Его регистратором оказалась девушка возрастом, казалось, едва окончившая университет. Большими и наивными глазами она осмотрела Сенпека, будто на приеме врача, а потом закидала вопросами по списку в руках. Кроме прочего, его спросили, как долго он пишет, чем занимался раньше, какое образование и тэ дэ, и все под запись на камеру. И когда Сенпек уже почувствовал ломоту в шее и спине, регистратор протянула ему анкету для заполнения и лист бумаги. В анкете оказалось вопросы по списку, на которые пришлось ответить еще и письменно. Вокруг слышится симфония нажатия кнопок авторучек, шуршание стержней по желтоватой бумаге. Заполнив в тестовом режиме все графы, рассказав обо всех написанных книгах, он вернул анкету и приступил к чтению листа. Марка уведомляли о новом законе, о запрете сочинительства (кроме оговоренных случаев подлинных историй), о запрете выезда за границу, как потенциально опасное лицо, о необходимости отчитываться прикрепленному инспектору каждый месяц (видимо, Мухоловскому), и беспрепятственному разрешению обыска своей квартиры и прочего. Вскоре у Марка запершило горло, вспотели ладони и он, подобно, Нолоу, попытался что-то объяснить регистратору. На долю секунды ему показалось, что она заплачет и пожалеет его, даже обнимет. Но она поджала напомаженные губы и только сказала, чтобы Сенпек нашел себе «полезное занятие»:
Перестаньте отравлять наши умы, господин Сенпек.

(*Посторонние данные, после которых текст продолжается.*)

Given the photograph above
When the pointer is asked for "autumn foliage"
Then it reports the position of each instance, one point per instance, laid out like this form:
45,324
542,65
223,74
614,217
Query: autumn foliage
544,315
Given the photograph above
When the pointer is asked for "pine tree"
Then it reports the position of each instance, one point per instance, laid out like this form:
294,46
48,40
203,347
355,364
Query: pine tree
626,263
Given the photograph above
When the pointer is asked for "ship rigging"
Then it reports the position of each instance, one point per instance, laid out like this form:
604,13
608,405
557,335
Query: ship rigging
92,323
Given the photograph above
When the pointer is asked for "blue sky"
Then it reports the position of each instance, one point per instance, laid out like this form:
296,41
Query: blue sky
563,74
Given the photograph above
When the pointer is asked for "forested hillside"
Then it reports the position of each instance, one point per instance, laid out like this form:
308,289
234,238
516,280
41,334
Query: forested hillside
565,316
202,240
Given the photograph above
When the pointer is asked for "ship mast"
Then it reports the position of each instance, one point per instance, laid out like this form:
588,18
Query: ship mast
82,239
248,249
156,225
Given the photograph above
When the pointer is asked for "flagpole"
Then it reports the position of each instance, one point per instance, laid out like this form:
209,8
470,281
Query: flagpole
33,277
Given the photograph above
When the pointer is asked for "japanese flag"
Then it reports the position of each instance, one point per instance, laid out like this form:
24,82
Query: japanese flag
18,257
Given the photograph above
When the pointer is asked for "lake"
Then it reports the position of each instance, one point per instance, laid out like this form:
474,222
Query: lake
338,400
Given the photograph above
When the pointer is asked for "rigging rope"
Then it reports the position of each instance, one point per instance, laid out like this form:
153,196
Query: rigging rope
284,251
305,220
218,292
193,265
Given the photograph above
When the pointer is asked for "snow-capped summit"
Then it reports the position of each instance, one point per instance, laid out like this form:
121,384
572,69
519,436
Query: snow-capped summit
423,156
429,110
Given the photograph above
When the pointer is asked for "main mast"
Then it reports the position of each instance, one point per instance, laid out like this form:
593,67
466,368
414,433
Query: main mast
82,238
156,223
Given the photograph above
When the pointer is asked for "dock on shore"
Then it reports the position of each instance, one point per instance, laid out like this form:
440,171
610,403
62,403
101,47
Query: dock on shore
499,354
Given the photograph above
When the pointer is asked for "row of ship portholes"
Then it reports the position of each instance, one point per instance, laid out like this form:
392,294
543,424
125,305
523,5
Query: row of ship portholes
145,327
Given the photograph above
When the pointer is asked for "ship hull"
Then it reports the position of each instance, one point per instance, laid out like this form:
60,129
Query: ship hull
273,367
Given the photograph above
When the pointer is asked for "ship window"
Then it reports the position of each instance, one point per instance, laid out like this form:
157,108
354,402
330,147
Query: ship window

Миниатюрная и тонкая она оказалась неприятным и тяжелым человеком.
Что же мне делать? громко спрашивает Марк, подписывая бумаги.
Поставив печать в паспорте, девушка молчаливо протянула ему документ и пропуск на выход из Контроля.
***
Качаясь на поворотах в такси, Марк пролистал паспорт и нашел печать, означающую, что теперь он зарегистрированный писатель под надзором КВ, то есть Контроля Воображения. У него загорелись уши, будто бы вновь мать таскала за них по двору в наказание за прочитанные комиксы. Ему пришлось пристегнуться, потому что назойливый компьютерный голос призывал его подумать о безопасности уже несколько кварталов. А еще из-за плексигласовой перегородки на него недовольно посматривал таксист, тоже как бы требуя щелкнуть ремнем сиденья.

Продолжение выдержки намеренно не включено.